A garota nunca teve coragem de contar à mãe o que
acontecia. “Ela é muito conservadora, ia acabar ficando
brava comigo também. Além do que, não tinhamos pra onde
ir e ela era muito grata ao irmão por nos 'acolher'”,
revelou. Ela só se viu livre do problema com a morte do
tio, que teve um infarto. “Quando ele morreu, eu me
senti mal, pode acreditar. Me senti culpada, pois
desejava a morte dele todos os dias. Mas depois passou”.

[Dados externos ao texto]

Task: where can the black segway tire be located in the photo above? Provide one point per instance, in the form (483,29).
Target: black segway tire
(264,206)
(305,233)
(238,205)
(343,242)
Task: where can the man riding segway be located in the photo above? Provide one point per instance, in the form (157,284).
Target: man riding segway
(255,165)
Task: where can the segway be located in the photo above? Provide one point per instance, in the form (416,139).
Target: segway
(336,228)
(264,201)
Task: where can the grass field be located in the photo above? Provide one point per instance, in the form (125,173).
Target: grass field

Por causa do trauma que pegou do condicionador (usado
como lubrificante quando era estuprada), Renata cortou o
cabelo estilo joãozinho: “É melhor porque não precisa
passar creme. Eu não suporto”, desabafa. E não foi só no
visual que o abuso deixou marcas. Ela não consegue se
concentrar nos estudos (chegou até a repetir duas vezes
o mesmo ano), não se interessa por nenhum garoto e se
acha um peixe fora d’água: “Eu nunca vou conseguir ser
uma menina normal”.
O caso de Renata é mais comum do que se imagina. Muitas
garotas passam por isso, não têm coragem de contar a
ninguém e sofrem sozinhas. Pai, irmão mais velho, tio...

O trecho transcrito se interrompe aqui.